Date: Sat, 12 Sep 1998 21:57:25 GMT
Reply-To: Mike Hewitt <mmhewitt@FLASH.NET>
Sender: "SPSSX(r) Discussion" <SPSSX-L@UGA.CC.UGA.EDU>
From: Mike Hewitt <mmhewitt@FLASH.NET>
Organization: Flashnet Communications, http://www.flash.net
Subject: Re: z-scores
Thanks for your input. My intention was exactly that, to calculate
z-scores for each state and then put the info back together.

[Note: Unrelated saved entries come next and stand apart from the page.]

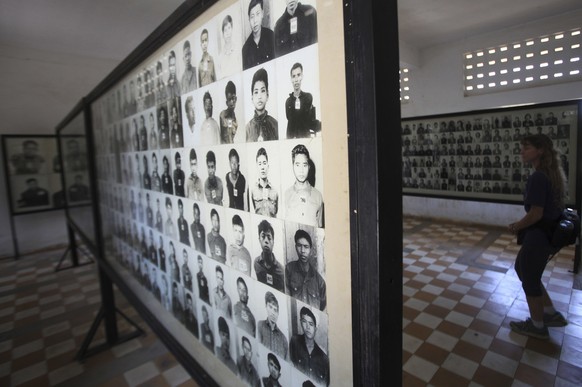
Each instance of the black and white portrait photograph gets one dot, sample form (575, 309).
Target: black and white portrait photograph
(301, 166)
(175, 123)
(308, 349)
(238, 235)
(33, 173)
(299, 100)
(478, 155)
(230, 104)
(29, 156)
(272, 316)
(295, 25)
(228, 30)
(259, 38)
(206, 331)
(244, 304)
(206, 130)
(268, 251)
(236, 179)
(225, 343)
(78, 190)
(223, 290)
(305, 265)
(273, 370)
(265, 196)
(247, 360)
(187, 73)
(205, 52)
(30, 192)
(211, 179)
(215, 222)
(261, 104)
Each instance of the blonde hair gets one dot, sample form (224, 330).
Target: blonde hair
(550, 164)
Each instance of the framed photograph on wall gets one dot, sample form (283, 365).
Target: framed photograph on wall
(211, 181)
(476, 155)
(33, 173)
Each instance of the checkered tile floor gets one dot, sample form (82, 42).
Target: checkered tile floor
(44, 317)
(461, 292)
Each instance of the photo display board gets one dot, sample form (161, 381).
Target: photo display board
(72, 140)
(222, 179)
(33, 173)
(476, 155)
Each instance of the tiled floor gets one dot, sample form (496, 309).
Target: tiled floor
(44, 317)
(460, 292)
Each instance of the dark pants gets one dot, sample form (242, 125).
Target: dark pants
(531, 261)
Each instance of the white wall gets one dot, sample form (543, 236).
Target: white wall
(35, 103)
(436, 82)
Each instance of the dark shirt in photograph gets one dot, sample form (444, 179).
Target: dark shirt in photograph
(203, 287)
(308, 287)
(217, 246)
(254, 54)
(179, 181)
(314, 364)
(273, 339)
(300, 115)
(262, 127)
(236, 191)
(244, 318)
(183, 231)
(199, 237)
(297, 31)
(247, 372)
(167, 185)
(272, 275)
(34, 197)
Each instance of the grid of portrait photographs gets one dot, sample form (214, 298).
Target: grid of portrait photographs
(209, 161)
(479, 155)
(33, 173)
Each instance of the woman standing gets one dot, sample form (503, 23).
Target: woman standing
(543, 202)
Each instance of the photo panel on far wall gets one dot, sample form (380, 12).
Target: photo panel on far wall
(33, 173)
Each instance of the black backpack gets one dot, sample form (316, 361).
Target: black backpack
(567, 230)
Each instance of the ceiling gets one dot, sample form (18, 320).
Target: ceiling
(110, 29)
(54, 52)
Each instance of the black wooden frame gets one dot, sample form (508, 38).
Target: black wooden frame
(374, 166)
(372, 64)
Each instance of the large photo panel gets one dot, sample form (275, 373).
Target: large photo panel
(213, 172)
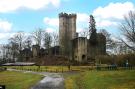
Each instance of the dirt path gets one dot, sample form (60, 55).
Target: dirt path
(50, 81)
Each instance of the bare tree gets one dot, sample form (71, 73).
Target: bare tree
(55, 38)
(18, 38)
(28, 42)
(14, 47)
(37, 35)
(47, 39)
(128, 30)
(85, 33)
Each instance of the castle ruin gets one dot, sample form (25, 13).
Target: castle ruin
(77, 48)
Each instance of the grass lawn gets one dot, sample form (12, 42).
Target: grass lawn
(18, 80)
(102, 80)
(50, 68)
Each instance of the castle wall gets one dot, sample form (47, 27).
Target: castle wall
(67, 30)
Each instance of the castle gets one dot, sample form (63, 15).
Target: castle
(77, 48)
(72, 46)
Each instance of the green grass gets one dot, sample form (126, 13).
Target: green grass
(102, 80)
(18, 80)
(51, 68)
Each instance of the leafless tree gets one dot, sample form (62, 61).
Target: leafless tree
(37, 35)
(127, 27)
(18, 38)
(28, 42)
(55, 38)
(84, 33)
(14, 48)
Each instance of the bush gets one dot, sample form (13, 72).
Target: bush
(121, 59)
(105, 59)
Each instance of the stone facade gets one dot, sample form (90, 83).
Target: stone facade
(77, 48)
(67, 30)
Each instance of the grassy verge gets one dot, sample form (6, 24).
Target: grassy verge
(102, 80)
(18, 80)
(51, 68)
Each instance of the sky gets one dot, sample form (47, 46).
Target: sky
(28, 15)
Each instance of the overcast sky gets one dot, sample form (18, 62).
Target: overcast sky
(27, 15)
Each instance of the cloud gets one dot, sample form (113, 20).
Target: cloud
(5, 25)
(5, 36)
(82, 17)
(13, 5)
(111, 14)
(50, 30)
(114, 10)
(106, 23)
(51, 21)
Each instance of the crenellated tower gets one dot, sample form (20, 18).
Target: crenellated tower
(67, 30)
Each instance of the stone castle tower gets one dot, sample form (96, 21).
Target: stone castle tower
(67, 31)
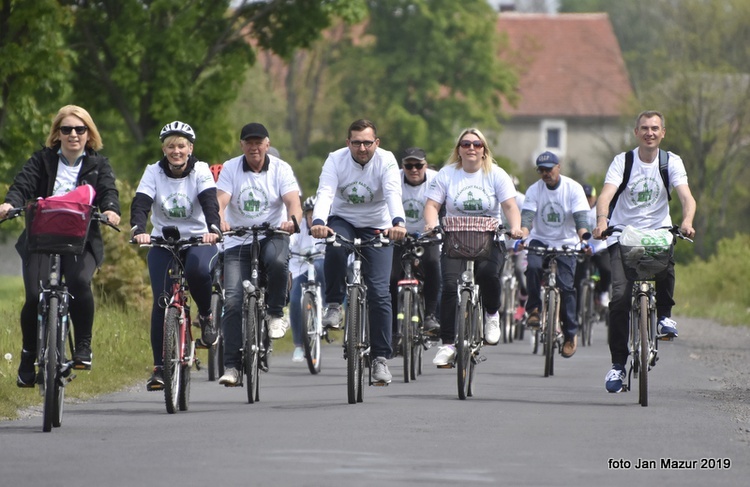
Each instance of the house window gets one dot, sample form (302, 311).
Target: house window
(553, 135)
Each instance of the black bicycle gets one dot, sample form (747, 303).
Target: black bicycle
(55, 368)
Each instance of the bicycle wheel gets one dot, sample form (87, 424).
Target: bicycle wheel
(550, 334)
(251, 346)
(405, 316)
(353, 333)
(311, 338)
(172, 369)
(463, 344)
(216, 352)
(51, 384)
(644, 351)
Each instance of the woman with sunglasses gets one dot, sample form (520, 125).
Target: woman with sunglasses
(471, 184)
(69, 159)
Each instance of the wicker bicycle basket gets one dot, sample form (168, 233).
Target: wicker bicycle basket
(468, 237)
(643, 262)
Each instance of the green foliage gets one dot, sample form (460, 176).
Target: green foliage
(705, 288)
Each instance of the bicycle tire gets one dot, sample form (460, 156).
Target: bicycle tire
(463, 345)
(251, 346)
(643, 324)
(353, 359)
(51, 385)
(216, 352)
(172, 368)
(550, 332)
(405, 316)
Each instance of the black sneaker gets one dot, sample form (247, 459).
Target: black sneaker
(26, 371)
(156, 381)
(82, 356)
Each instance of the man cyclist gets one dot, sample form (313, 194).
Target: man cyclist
(644, 203)
(556, 211)
(359, 195)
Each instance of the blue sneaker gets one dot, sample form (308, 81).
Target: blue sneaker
(613, 381)
(667, 327)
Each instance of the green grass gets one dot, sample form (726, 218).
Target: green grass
(121, 346)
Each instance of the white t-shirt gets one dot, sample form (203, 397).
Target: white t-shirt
(414, 199)
(472, 194)
(553, 223)
(176, 199)
(366, 196)
(255, 197)
(644, 203)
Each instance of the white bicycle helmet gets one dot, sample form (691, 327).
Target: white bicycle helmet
(177, 128)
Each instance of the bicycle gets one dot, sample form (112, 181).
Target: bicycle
(550, 333)
(356, 324)
(469, 238)
(216, 351)
(410, 309)
(256, 343)
(311, 303)
(55, 368)
(179, 346)
(641, 263)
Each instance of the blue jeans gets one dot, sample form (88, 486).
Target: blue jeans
(376, 267)
(197, 262)
(274, 264)
(566, 269)
(295, 303)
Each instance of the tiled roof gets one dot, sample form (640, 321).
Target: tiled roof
(572, 65)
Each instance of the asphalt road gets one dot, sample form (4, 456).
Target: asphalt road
(519, 429)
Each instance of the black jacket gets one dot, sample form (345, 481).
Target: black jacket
(37, 179)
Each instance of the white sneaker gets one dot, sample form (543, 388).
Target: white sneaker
(492, 328)
(298, 355)
(446, 355)
(277, 326)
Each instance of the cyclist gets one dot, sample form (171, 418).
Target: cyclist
(554, 213)
(359, 194)
(644, 204)
(301, 243)
(471, 184)
(255, 188)
(69, 159)
(415, 178)
(178, 190)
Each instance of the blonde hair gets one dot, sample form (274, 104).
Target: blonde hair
(94, 141)
(487, 159)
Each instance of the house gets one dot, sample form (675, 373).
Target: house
(575, 94)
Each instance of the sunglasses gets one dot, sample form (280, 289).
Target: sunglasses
(360, 143)
(478, 144)
(409, 167)
(80, 130)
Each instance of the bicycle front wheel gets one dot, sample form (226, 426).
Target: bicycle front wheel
(311, 330)
(251, 347)
(172, 367)
(644, 351)
(550, 334)
(216, 352)
(354, 362)
(463, 344)
(52, 390)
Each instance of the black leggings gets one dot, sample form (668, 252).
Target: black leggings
(78, 270)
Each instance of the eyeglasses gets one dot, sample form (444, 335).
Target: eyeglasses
(409, 167)
(80, 130)
(360, 143)
(478, 144)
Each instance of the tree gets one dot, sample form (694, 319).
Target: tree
(34, 72)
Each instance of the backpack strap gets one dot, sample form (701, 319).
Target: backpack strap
(625, 178)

Michael Mason <M.Mason@MCD.UNIMELB.EDU.AU> wrote in article
<199809121724.DAA28752@ariel.ucs.unimelb.EDU.AU>...
> From: Mike Mason
> Date: 09/13/98
>
> Tim and Mike: Surely transforming the scores into Z-scores within each
state
> (which is what I understand Mike to mean by 'z-scores for each state')
will
> be quite valid; since all the scores are on the same scale, it won't
really
> have any other effect than to set the mean to zero and the standard
> deviation to 1. The differences between states will remain. If one
> transformed them all into z-scores across the whole range of states, then
> the differences would be obliterated as Tim says. What perplexes me is
> that Mike finds the existence of the differences unexpected. Although
the
> states all score out of 100, is it possible that the same judges function
> across a whole state, and/or have different interpretations of the
scoring
> standards as a group, compared with other groups of state judges? (Pardon
> me, I'm in Australia, and don't have much idea about how marching bands
are
> judged.) Alternatively, as Tim suggests, even if the judging is all on
the
> same objective standard, some states where marching is a bigger thing and
> standards are high, could well have a legitimately higher state mean.